In a recent article in Risk.net, a leading publication for news and analysis on risk management, derivatives and regulation, Scotiabank was recognized for its delivery of the Bank’s new risk engine in Global Banking & Markets, a system built for valuation adjustment (XVA) calculations that has resulted in both speed and accuracy improvements for the Bank’s clients.

Scotiabank’s new system combines four technologies: cloud, graphic processing units (GPUs), adjunct algorithmic differentiation (AAD) and deep neural networks (DNN), a branch of artificial intelligence (AI). Today, Scotiabank has industry-leading compute power, which allows traders to gain greater insight into the risk in the derivatives market, and ultimately provide customers with more timely, accurate pricing. 
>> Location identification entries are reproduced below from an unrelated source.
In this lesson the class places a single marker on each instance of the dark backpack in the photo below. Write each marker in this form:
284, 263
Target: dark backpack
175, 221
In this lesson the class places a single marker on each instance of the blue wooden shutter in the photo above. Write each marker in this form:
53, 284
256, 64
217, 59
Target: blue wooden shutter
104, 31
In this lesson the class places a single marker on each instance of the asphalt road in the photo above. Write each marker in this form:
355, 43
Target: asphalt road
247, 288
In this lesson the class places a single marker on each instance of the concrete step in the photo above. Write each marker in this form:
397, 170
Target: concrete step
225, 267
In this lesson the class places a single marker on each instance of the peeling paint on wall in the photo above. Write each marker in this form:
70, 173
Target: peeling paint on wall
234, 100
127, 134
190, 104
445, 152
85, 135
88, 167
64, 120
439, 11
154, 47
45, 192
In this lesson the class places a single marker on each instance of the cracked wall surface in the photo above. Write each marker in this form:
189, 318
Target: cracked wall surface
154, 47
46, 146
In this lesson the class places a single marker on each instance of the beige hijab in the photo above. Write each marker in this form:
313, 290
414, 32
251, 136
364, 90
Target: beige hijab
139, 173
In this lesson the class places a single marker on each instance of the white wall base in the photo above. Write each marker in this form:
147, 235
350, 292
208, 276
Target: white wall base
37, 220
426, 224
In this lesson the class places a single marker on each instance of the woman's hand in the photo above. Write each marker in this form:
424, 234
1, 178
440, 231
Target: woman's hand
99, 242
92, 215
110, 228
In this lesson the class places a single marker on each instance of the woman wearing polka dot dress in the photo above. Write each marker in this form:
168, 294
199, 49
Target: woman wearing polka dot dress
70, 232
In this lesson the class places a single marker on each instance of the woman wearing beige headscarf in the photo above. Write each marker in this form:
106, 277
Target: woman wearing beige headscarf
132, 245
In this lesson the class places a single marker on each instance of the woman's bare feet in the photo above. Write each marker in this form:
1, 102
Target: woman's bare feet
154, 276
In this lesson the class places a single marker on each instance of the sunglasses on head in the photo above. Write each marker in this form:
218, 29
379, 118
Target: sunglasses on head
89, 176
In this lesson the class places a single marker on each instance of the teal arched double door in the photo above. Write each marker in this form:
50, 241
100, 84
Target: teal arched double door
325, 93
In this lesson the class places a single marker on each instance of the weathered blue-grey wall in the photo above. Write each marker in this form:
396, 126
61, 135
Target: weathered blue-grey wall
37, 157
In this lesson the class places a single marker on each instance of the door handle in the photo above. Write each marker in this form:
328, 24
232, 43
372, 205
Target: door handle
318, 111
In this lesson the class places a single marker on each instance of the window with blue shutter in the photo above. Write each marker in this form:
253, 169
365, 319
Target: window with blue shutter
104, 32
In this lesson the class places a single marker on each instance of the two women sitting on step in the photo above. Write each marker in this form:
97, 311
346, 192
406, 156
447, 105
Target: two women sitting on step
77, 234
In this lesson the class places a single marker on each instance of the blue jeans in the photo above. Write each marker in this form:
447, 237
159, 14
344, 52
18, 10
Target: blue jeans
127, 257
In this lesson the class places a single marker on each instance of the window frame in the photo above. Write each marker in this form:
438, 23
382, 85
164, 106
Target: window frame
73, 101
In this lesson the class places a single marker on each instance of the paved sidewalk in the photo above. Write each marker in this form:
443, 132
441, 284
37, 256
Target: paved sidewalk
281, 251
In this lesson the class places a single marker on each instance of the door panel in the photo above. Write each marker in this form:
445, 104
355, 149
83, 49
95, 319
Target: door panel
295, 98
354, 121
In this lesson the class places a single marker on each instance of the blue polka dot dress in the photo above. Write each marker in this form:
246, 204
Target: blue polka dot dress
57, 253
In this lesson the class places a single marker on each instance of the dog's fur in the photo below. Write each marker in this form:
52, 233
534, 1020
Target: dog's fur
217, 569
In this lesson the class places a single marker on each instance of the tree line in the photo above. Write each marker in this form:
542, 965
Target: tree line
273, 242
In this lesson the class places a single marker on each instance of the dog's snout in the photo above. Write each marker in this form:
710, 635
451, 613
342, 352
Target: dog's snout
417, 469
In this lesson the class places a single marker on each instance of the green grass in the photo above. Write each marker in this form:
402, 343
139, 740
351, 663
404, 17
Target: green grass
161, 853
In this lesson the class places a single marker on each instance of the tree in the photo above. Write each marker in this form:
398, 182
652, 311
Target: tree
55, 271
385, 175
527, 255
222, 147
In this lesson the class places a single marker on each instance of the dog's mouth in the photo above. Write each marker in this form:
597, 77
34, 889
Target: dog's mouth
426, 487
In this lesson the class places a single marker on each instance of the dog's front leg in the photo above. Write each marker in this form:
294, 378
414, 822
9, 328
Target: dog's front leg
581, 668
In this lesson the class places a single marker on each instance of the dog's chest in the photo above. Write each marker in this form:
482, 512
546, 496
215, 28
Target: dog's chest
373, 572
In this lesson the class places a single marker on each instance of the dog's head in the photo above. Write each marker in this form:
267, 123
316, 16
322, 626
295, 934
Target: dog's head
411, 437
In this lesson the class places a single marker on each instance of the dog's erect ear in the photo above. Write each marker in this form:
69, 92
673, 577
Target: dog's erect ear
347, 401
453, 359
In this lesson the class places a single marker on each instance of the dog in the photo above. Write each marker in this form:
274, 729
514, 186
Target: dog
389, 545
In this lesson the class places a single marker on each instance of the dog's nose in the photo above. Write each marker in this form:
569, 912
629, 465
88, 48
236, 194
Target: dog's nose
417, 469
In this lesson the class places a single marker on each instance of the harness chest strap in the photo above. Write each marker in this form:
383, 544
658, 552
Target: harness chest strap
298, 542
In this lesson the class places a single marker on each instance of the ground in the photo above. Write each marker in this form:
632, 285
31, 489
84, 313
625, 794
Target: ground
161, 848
Karin Bergeron, Managing Director and Head of XVA Trading at Scotiabank, described how during the onset of the pandemic when markets became stressed, Scotiabank’s new risk engine was able to run multiple scenario analyses on-demand to provide a rich understanding of market sensitivities. “We tested different flavours of correlation and used these to guide our hedging strategy as we saw which scenario unfolded in the markets on any given day. The migration to this new platform has given us greater visibility into our risk,” Bergeron told Risk.net.

In the article, Andrew Green, Lead XVA Quant at Scotiabank, talked about Scotiabank’s work with deep neural networks. “We were first to market using AAD and GPUs for XVA. And the first to use deep neural networks, for XVAs in production full stop.”